I actually DON'T want the sonar team to make efforts to support other plugins as I'd rather they focus on their own tooling. The reason: I want to see their limited resources focused on adding more functionality in an efficient way.

Our project is still tied to 3rd party rule sets including 670 pmd, findbugs and checkstyle rules, but that doesn't mean it has to stifle the innovation or even the usage of the newer platform.

As I've worked with now 5 different software teams (the benefit of being a consultant) over the past 5 years, I've realized that users of sonar (and codepro), at least in my experience get too hung up chasing rules stats and they forget the purpose of static code analysis: to provide efficient, quick and automated code review feedback BEFORE the code gets too far into the development process. Sonarqube and other static analysis tools simply provide advice. That's it. How you choose to react to that advice is a team decision having nothing to do with sonar or even with static analysis itself. Sonarqube is just a piece of software that replaces a code reviewer with a deterministic set of decisions. On any team, how do you normally react to code review advice? Some teams will not allow it out to production until all items are fixed. Others (the most common case IMO) pick and choose what advice to follow. Some code review recommendations are just personal preference. The stats reports serve the same function.

I realized this when I saw the team making ridiculous changes to the code just to get sonar violations to go away. This isn't the goal.

For anyone tied to legacy rules I'd highly recommend the following:
1) continue using sonar with your existing pmd,findbugs and checkstyle rules if it's too hard to move off them, perhaps keep them in the main continuous integration build and continue business as usual.

2) if you see value in the newer versions of sonar, want to use sonarlint, etc but don't want to break your existing sonar results, stand up a 2nd sonar instance with the new ruleset that builds off of completed tagged builds out of band from your normal continuous integration platform. You could even do it less often. The only cost to this is the minimal effort to set up a 2nd domain, the cost of cpu and storage to host that 2nd audit, and the complexity of having 2 sets of "advice". This complexity can also be managed in different ways by narrowing the access to key members or doing a transition, or adding it as a minor final pre-commit step in the process. The point is, the cost is negligible.

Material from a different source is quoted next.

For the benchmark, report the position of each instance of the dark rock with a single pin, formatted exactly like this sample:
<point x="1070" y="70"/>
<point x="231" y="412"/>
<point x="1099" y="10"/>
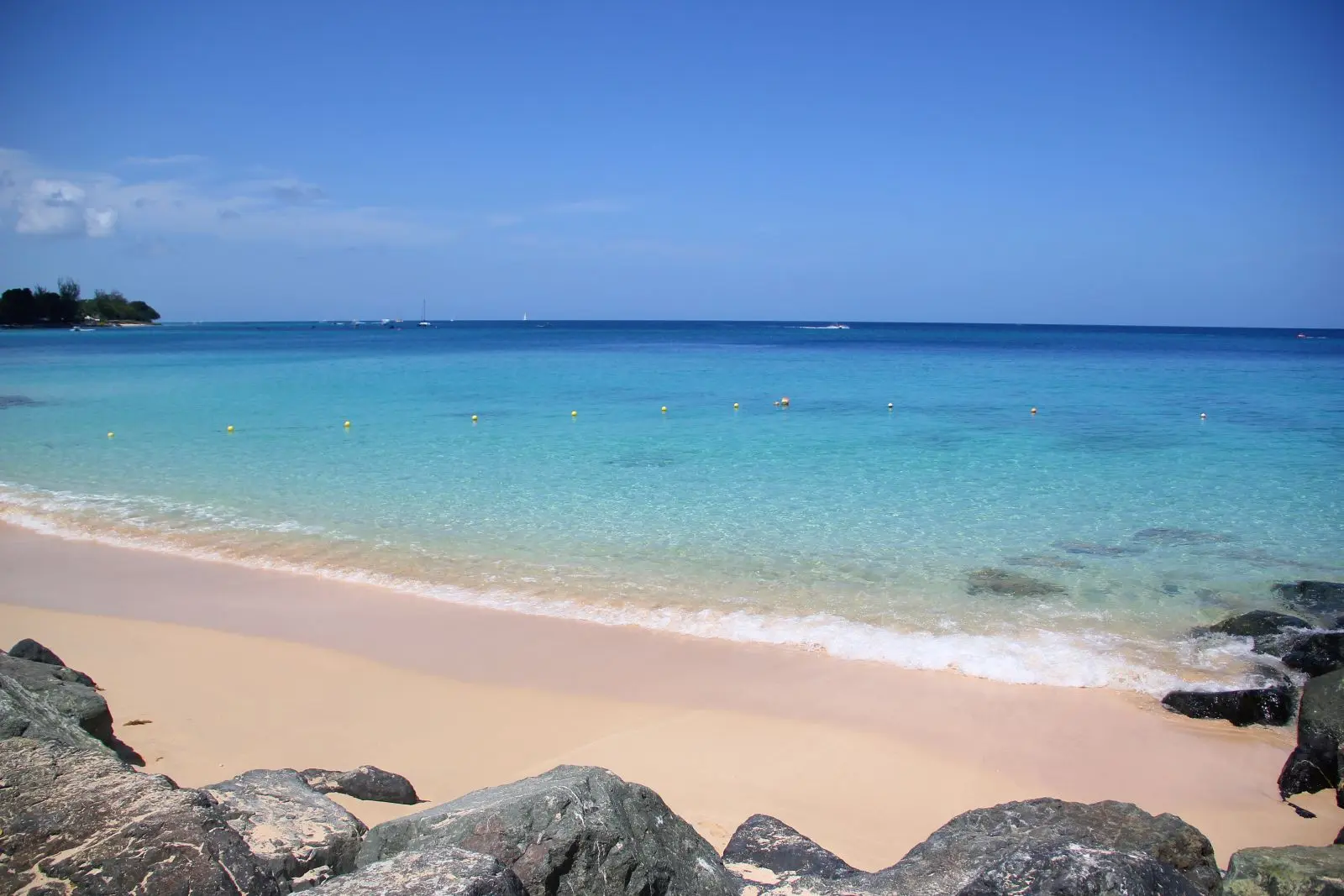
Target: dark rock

3) if your team is choosing a direction where they want to migrate off the dependency on the pmd and/or findbugs and/or checkstyle rules, then for item 2 start from the original ruleset you had that specified the "legacy" rules and slowly convert deprecated rules over until the stats are close enough to "switch". In the end, remind the users that when making the switch the code hasn't changed. If it has problems, it will continue to have those same problems. The visibility of problems with the code is all that has changed. If you have management depending on sonar reports to track team stats, then give them a picture at cutover, that the report at that time with sonar 4.5.x with pmd/checkstyle/findbugs is equivalent to the sonarqube 6.0 with sonarjava only rules. If management is using the sonar stats properly then they shouldn't be paying attention to the particular number or what rules those numbers come from, they should be paying attention to the trends those numbers have and what areas they are in. They can get the same value even with a cutover to a new set of numbers.


Our team is just now starting to use a 2nd platform, sonarlint cli with just senior developers so that we can insulate the larger team of weaker junior developers from the disruption to the development process of switching rules, sets, servers and eclipse plugins. Our continuous integration build will continue to use the old rules, most developers use the old eclipse plugin and continue as usual, and management looks at the old sonar stats. Only the development leads will be using the new ruleset to augment their code reviews. The new ruleset needs

Also, it'd be good to tone down the verbage a bit. While there are paid staffers at sonarsource there is definitely an opensource aspect to this and at the very least they're sharing their value freely, it'd be good to keep this in mind when spelling out "demands" for functionality. (sorry, I had to say it)

Just my 2 cents after having struggled with the the team's heavy dependency on the legacy version of sonar combined with additional work with other teams using it more lightly in their process.